Her eyes clouded, and her fingers plucked at the thighs of her pants. “James? My James? I watched you. Sweet baby. Pretty little boy. I came to you.”
“I remember. What do you want?”
“Find me. I’m lost.”
“What happened to you?”
“You know! You did it. You’re damned for it. Cursed with my last breath. I will have what’s mine.” Hayley’s head fell back, and her hand clutched at her belly before her body shuddered. “God.” She breathed out audibly. “Intense.”
Harper grabbed her hands, knelt in front of her. “Hayley.”
“Yeah.” Her eyes were blurred, her face white as paper. “Can I have some water?”
He brought her hands up, pressed his face into them. “You can’t keep doing this.”
“Just as soon not. She was pissed. Thanks,” she said to David as he handed her a glass of water. She drank it down like a woman dying of thirst. “Pissed, then sad, then pissed again—all sort of over the top on the emotional scale. The letter got to her. Well, it got to me.”
She turned to Mitch with her hands still caught in Harper’s. “I felt so sorry for her, and for the housekeeper. I could see it. You know, how you do when you’re reading a book. The house, the people. I could imagine what it would be like if somebody had Lily, and I couldn’t do anything to get her back. ’Course the first thing I’d’ve done was clock Beatrice. The bitch. I guess I was getting pretty worked up, in my head, and she just sort of slid in.”

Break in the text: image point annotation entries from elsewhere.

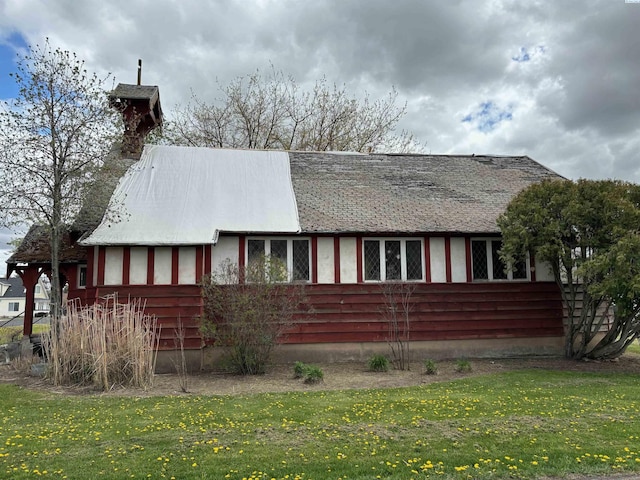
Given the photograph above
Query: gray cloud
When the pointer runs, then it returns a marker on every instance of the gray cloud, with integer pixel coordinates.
(561, 76)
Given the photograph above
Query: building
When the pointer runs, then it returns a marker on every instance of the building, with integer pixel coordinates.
(344, 223)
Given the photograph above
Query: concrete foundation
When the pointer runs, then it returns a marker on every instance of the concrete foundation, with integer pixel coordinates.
(210, 358)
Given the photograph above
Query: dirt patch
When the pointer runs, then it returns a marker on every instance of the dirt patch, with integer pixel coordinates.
(337, 376)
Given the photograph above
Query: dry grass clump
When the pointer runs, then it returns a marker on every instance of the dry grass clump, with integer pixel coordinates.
(106, 344)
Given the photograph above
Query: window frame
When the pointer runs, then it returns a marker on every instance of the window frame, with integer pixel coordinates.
(267, 251)
(403, 259)
(489, 255)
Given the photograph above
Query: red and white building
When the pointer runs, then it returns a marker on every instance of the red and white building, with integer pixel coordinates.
(343, 223)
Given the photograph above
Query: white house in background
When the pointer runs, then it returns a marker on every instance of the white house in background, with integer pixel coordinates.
(13, 298)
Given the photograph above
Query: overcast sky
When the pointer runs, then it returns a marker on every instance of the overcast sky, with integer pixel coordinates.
(558, 80)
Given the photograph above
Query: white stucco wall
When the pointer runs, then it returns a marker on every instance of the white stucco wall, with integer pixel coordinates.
(326, 270)
(225, 250)
(162, 266)
(187, 266)
(348, 263)
(458, 260)
(438, 261)
(138, 265)
(113, 265)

Her fingers tightened on Harper’s. “She’s twisted up about you. Mostly, she’s just twisted altogether, but she remembers you as a baby, as a little boy, she feels love for you because you’re her blood. But you’re his, too. And you resemble him, sort of. At least that’s how it seems to me. It’s confusing when it happens.”
“You’re stronger than she is,” Harper told her.
“Saner anyhow. Way.”
“You did great.” Mitch set his tape recorder aside. “And I’d say you’ve had enough for today.”
“It’s been a busy one.” She worked up a smile as she looked around the room. “Did I wig everybody out?”
“You could say that. Look, why don’t you go up, stretch out,” Stella suggested. “Logan will go out, check on the kids. Right?”
“Sure.” He stepped over to Hayley first, gave her head a pat. “Go on up, beautiful, take a load off.”
“I think I will, thanks.” Harper straightened, took her hand to bring her to her feet. “I don’t know what I’d do without you guys, I really don’t.”